While identification begins as a medical issue, cortical/cerebral visual impairment (CVI) is also of concern in education. Many undiagnosed children are not receiving interventions tailored to their needs, and these children can struggle in schools without appropriate remediation. To this end, we must consider the following:
Identify children who exhibit typical ocular characteristics or mild trouble with visual acuity or visual fields but who manifest dysfunction(s) in higher order visual systems
Some children may show normal or mild signs of visual impairment based upon visual acuity or visual field limitations, but may manifest visual perceptual or other problems that need to be identified and addressed in educational programs (Downie, Jacobson, Frisk, and Ushensky, 2003; Fazzi et al, 2004; Stiers, De Cock, Vandenbussche, 1998; Dutton et al., 1996; Jacobson et al. 1996). Jacobson and Dutton (2000), for example, indicate that diagnosis can be a challenge for students with milder forms of PVL (periventricular leucomalacia), especially when children have no cerebral palsy and show typical verbal development. In educational settings, these higher functioning children may be the least understood and the most underserved.
Examine children with CVI for ocular conditions in order to develop comprehensive intervention strategies
Conversely, it is also important to identify ocular conditions in children with cortical visual impairment in order to develop optimal intervention approaches (Hard, Aring, & Hellstrom, 2004; Dutton, 2003; Stiers, De Cock, & Vandenbussche, 1999; Stiers et al, 2001). In children with severe motor delays or cognitive impairments, ocular conditions may be overlooked due to difficulty in testing or unawareness of the need for this type of examination.
Consider the presence of brain injury in children with anterior visual pathway disorders leading to visual impairment
One study (Dale & Sonksen, 2002) found that 51 percent of 79 children with congenital anterior visual pathway disorders who were not expected to have central nervous system involvement had brain lesions, as determined by neuro-imaging techniques. Another (Gronqvist et al, 2001) found that 75 percent of 45 children born at full term with visual impairment had cerebral morphological (42 percent) and/or cerebral functional abnormalities (65 percent). Further studies are needed to determine if these neurological anomalies are benign in their effect or contribute to behavioral differences that affect function and may benefit from educational remediation techniques.
Develop collaborative diagnostic guidelines for assessment of CVI
Assessment of children with CVI to determine educational interventions needs to be collaborative in nature due to the variety of types of brain injuries and their complex functional consequences. Collaboration and communication among a variety of specialists are vital for effective assessment of children with complex conditions such as CVI. The provision of guidelines for collaboration among families and these specialists would be extremely useful.

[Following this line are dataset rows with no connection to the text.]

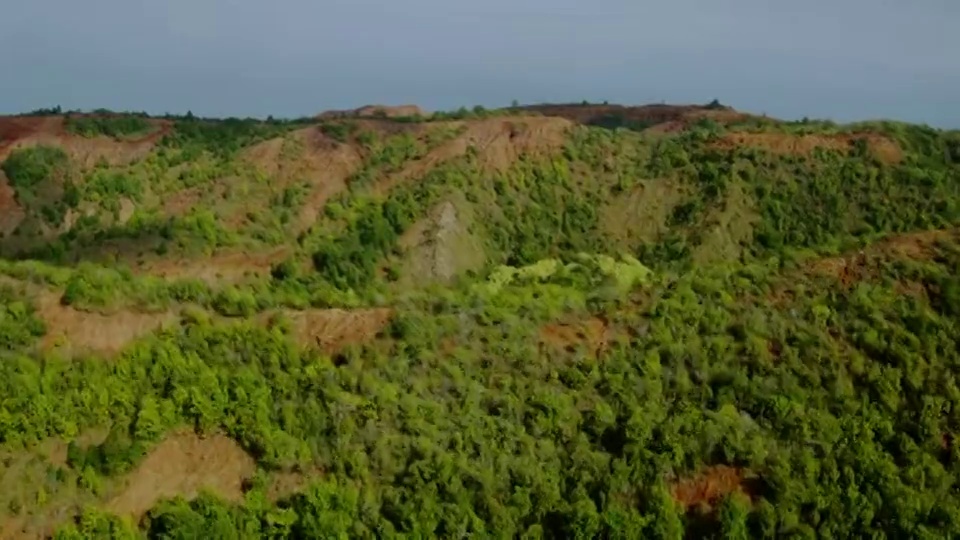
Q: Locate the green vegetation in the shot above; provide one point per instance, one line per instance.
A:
(671, 336)
(30, 166)
(113, 125)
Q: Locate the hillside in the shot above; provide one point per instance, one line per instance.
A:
(544, 322)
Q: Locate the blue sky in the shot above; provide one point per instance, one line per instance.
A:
(846, 59)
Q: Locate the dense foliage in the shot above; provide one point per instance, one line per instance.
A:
(662, 342)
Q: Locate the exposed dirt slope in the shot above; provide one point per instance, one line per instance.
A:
(498, 142)
(711, 485)
(184, 464)
(333, 329)
(667, 118)
(80, 331)
(307, 154)
(24, 131)
(801, 145)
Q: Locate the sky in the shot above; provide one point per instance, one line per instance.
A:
(846, 60)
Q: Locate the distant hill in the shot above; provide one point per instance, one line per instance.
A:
(558, 320)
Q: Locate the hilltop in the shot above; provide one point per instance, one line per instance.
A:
(566, 320)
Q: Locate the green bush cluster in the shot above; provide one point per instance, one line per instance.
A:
(112, 125)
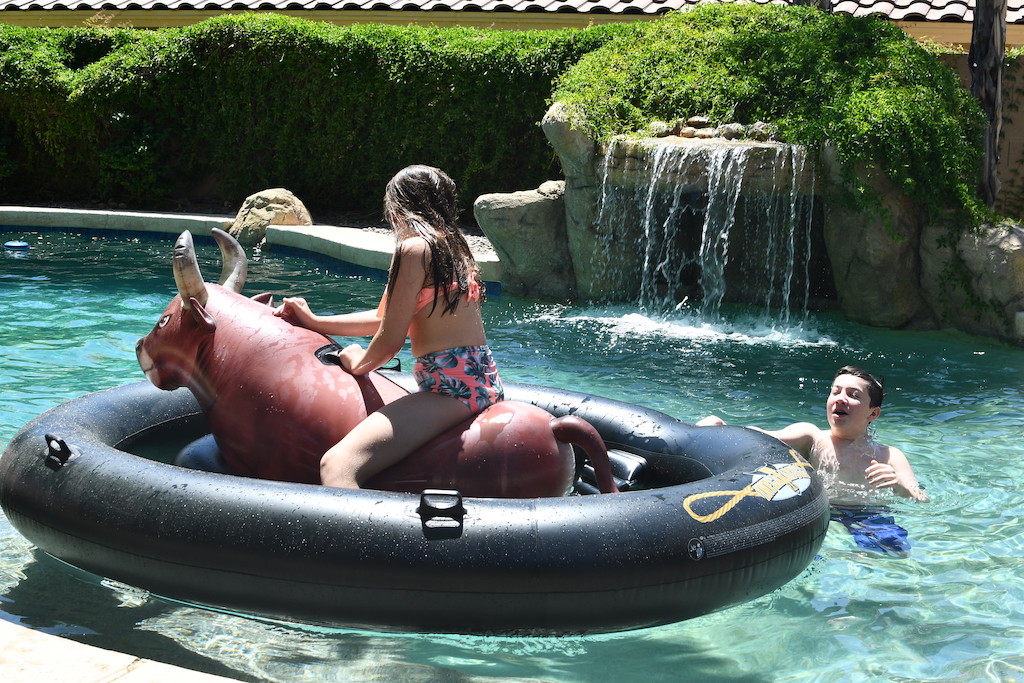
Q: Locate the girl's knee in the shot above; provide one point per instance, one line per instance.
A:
(335, 470)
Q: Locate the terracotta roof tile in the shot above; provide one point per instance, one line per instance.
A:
(899, 10)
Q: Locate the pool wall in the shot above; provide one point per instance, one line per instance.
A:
(360, 247)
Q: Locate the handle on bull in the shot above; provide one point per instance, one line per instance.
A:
(58, 452)
(578, 431)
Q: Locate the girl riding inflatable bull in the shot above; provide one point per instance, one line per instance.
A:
(433, 297)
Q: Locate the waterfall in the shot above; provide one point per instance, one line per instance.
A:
(709, 223)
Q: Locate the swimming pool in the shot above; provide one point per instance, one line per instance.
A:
(71, 312)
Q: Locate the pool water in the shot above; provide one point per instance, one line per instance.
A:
(72, 308)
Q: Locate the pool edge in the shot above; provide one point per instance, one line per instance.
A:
(353, 245)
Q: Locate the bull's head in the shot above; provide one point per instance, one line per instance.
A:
(168, 353)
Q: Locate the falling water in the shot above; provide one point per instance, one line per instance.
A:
(717, 223)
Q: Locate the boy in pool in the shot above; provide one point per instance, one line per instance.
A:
(854, 467)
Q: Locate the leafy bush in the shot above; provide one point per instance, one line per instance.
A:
(238, 103)
(858, 83)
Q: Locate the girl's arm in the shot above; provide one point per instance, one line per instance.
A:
(360, 324)
(393, 328)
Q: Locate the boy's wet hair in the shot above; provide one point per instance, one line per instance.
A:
(425, 200)
(876, 392)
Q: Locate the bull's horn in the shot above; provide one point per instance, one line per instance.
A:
(232, 274)
(186, 272)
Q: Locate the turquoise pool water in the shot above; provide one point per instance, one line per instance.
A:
(71, 312)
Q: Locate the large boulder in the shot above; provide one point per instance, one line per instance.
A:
(980, 288)
(527, 231)
(269, 207)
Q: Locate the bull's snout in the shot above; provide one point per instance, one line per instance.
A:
(145, 363)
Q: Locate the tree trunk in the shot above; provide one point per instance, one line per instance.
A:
(988, 44)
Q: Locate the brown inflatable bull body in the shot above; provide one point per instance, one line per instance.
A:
(274, 407)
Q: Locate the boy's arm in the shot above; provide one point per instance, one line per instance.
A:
(799, 436)
(896, 474)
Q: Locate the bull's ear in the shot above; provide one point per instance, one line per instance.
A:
(203, 318)
(264, 298)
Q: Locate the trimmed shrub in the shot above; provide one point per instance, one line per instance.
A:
(858, 83)
(238, 103)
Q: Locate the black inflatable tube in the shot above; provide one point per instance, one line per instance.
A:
(397, 561)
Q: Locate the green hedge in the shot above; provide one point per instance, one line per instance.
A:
(238, 103)
(859, 83)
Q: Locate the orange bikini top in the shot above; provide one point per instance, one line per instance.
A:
(427, 296)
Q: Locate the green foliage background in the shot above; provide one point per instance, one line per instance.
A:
(860, 84)
(238, 103)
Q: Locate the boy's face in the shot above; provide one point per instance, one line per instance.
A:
(849, 408)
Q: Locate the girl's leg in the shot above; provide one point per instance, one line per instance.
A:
(388, 435)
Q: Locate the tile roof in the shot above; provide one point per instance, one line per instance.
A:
(898, 10)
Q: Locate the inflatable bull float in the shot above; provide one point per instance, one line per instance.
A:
(708, 517)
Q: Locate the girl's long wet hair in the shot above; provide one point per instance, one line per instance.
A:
(424, 201)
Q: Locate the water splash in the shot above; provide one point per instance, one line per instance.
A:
(718, 222)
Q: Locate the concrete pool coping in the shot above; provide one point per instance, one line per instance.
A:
(27, 654)
(358, 246)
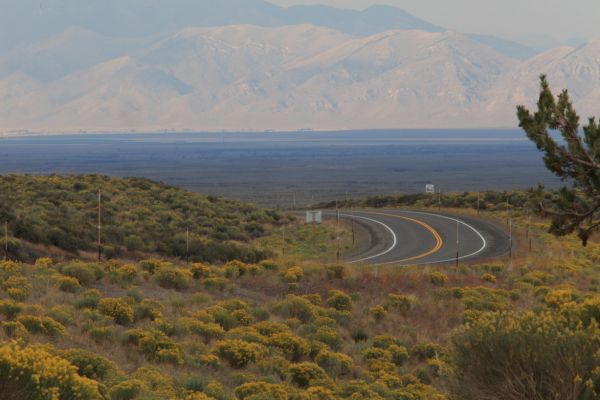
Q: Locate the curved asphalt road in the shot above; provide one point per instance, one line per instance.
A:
(420, 238)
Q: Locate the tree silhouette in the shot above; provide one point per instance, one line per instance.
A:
(575, 159)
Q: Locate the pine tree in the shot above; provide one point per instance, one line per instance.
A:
(575, 159)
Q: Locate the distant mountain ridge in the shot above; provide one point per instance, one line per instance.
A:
(246, 77)
(28, 21)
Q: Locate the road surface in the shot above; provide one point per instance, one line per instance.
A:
(420, 238)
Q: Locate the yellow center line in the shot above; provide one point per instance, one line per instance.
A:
(439, 242)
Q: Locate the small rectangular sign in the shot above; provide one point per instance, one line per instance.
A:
(314, 217)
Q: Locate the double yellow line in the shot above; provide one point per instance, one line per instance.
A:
(439, 242)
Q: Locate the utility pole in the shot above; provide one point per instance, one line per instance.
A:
(337, 257)
(353, 234)
(507, 209)
(510, 238)
(457, 240)
(283, 241)
(529, 232)
(5, 239)
(187, 245)
(99, 226)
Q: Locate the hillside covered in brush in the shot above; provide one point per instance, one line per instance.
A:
(138, 217)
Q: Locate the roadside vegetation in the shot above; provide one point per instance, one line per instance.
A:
(296, 326)
(139, 217)
(286, 329)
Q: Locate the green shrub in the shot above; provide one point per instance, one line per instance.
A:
(269, 328)
(378, 313)
(68, 284)
(90, 364)
(102, 334)
(10, 309)
(335, 364)
(335, 271)
(293, 275)
(127, 273)
(43, 326)
(296, 307)
(304, 374)
(216, 283)
(502, 351)
(239, 353)
(293, 347)
(155, 345)
(399, 354)
(328, 335)
(173, 278)
(200, 271)
(151, 265)
(86, 274)
(118, 309)
(62, 314)
(147, 309)
(485, 299)
(261, 390)
(438, 278)
(89, 299)
(18, 288)
(399, 303)
(426, 351)
(14, 330)
(127, 390)
(206, 330)
(269, 265)
(339, 300)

Develop systems and accepted methodologies to identify children early
Early recognition of CVI is thought to promote the habilitation process (Dutton & Jacobson, 2001; Good et al., 2001). Systems and methodologies must be developed to screen and identify for CVI. Assessment material related to CVI need to have rigorous standardization protocols valid for children with visual impairments. Teachers and families of children who present behavioral signs of CVI, including higher functioning children, need approaches for working with the medical community to diagnose the condition and to further understand the neurological and behavioral correlates.
Note: The above is adapted from: Lueck, A. H. (2006). Issues in intervention for children with visual impairment or visual dysfunction due to brain injury. In E. Dennison & A. H. Lueck (Eds.). Proceedings of the Summit on Cerebral/Cortical Visual Impairment: Educational, Family, and Medical Perspectives, April 30, 2005. New York: AFB Press. pp. 121-130.